Maka tak mengherankan jika sekarang kampanye hemat energi pun mulai digembor-gemborkan di mana-mana. Mengingat salah satu ciri dari masyarakat modern adalah soal penggunaan energi yang semakin berlipat ganda. Bahkan jika digambarkan dalam suatu grafik pun menunjukkan hubungan yang sudah tidak linier, tetapi eksponensial. Pertanyaannya sekarang adalah adakah sumber energi alternatif yang mampu menggantikan posisi sumber energi fosil ? Beberapa pakar di bidang energi pun mulai berfikir tentang hal ini. Ada upaya yang mulai mengarah kepada pemanfaatan sumber energi baru terbarukan atau dikenal sebagai renewable energy. Namun perkembangan penggunaan renewable energy saat ini belum begitu menggembirakan, walau dari tahun ke tahun untuk periode 2005 s/d 2010 menunjukkan adanya peningkatan. Mari kita lihat data statistik perkembangan energi baru terbarukan di Indonesia saat ini.
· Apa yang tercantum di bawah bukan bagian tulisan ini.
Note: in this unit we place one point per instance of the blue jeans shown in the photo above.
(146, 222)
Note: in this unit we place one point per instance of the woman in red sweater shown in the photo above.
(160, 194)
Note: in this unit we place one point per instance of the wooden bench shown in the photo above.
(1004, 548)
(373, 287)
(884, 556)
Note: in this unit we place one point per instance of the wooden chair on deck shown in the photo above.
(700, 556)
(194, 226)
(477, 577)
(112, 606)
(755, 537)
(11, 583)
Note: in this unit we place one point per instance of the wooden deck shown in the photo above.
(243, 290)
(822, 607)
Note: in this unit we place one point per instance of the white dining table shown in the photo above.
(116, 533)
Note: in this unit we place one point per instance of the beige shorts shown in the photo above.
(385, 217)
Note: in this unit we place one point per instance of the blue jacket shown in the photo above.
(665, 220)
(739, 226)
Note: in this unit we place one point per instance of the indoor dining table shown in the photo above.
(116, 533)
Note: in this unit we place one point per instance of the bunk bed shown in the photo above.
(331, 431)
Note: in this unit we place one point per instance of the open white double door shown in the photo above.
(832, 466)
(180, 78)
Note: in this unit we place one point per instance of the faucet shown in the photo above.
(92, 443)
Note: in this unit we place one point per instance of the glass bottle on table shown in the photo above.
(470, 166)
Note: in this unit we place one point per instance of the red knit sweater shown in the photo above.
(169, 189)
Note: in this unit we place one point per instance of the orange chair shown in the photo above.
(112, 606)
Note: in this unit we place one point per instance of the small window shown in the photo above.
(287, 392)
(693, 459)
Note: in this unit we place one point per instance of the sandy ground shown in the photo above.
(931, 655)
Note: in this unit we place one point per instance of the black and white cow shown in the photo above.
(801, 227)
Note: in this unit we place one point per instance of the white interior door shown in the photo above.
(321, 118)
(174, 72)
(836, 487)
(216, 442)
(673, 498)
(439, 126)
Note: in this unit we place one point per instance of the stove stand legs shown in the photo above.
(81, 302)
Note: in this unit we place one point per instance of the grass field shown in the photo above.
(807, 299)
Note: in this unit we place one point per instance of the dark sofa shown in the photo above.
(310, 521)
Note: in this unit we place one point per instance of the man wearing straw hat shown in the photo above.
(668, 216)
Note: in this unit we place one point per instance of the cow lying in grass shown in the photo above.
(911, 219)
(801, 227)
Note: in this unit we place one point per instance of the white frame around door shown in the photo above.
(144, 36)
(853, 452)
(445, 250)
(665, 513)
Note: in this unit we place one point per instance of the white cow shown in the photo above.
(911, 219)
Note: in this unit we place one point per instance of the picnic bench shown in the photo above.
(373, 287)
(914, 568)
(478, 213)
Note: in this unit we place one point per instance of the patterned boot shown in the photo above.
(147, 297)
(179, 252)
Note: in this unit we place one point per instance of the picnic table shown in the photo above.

Sumber energi fosil selain minyak bumi, yaitu gas bumi juga hampir mirip jumlah produksinya cenderung menurun, walau untuk produksi batu bara dari tahun 2004 s/d 2011 masih menunjukkan peningkatan dalam hal jumlah produksi per tahunnya.
Akankah sumber energi baru terbarukan menjadi primadona setelah tahun 2020 ? Suatu konsep kebijakan penggunaan energi yang dikenal dengan Energy Mix memang perlu kita terapkan. Jadi ketergantungan akan sumber energi fosil dapat kita hindari. Seperti apa yang digagas oleh Pak Dahlan Iskan dengan inovasi mobil listrik, penggunaan mobil dengan bahan bakar minyak pun dapat ditekan jumlahnya. Sehingga penghematan BBM masih dapat diperpanjang sampai ke anak cucu kita. Atau kampanye penggunaan mobil dengan bahan bakar nabati (bio diesel) perlu didorong agar pertumbuhan pemanfaatan energi baru terbarukan semakin menggembirakan.
Pasokan batubara dan gas memang masih ideal untuk mensuplai pembangkit-pembangkit listrik di Indonesia yang termasuk ke dalam pembangkit thermal (PLTU, PLTG, dan PLTGU). Di tahun 2009 pun PLT Biomassa mununjukkan peningkatan yang cukup berarti dilihat dari kapasitas yang dibangkitkan yaitu sekitar 1.628 MW. Sedangkan PLTS di tahun 2009 kapasitas yang bisa dibangkitkan hanya sekitar 13,5 MW. Suatu jumlah yang sangat kecil mengingat negara kitaberada di daerah khatulistiwa tetapi penggunaan energi matahari sebagai pembangkit listrik belum begitu menggembirakan. Pemanfaatan energi matahari sebagai PLTS oleh BPPT memang sudah dirancang dan banyak diterapkan di pulau-pulau kecil yang terletak jauh dari jaringan listrik milik PT. PLN (Persero).
Kesimpulan akhir dari tulisan ini adalah BBN (Bahan Bakar Nabati) ideal untuk kebutuhan energi di bidang transportasi, sedang gas dan batubara masih ideal sebagai bahan bakar untuk memproduksi listrik dari jenis pembangkit thermal. Semoga kampanye penggunaan energi baru terbarukan akan semakin populer dan sumber energi fosil yang semakin langka bukanlah suatu ancaman bagi krisis energi di negara kita.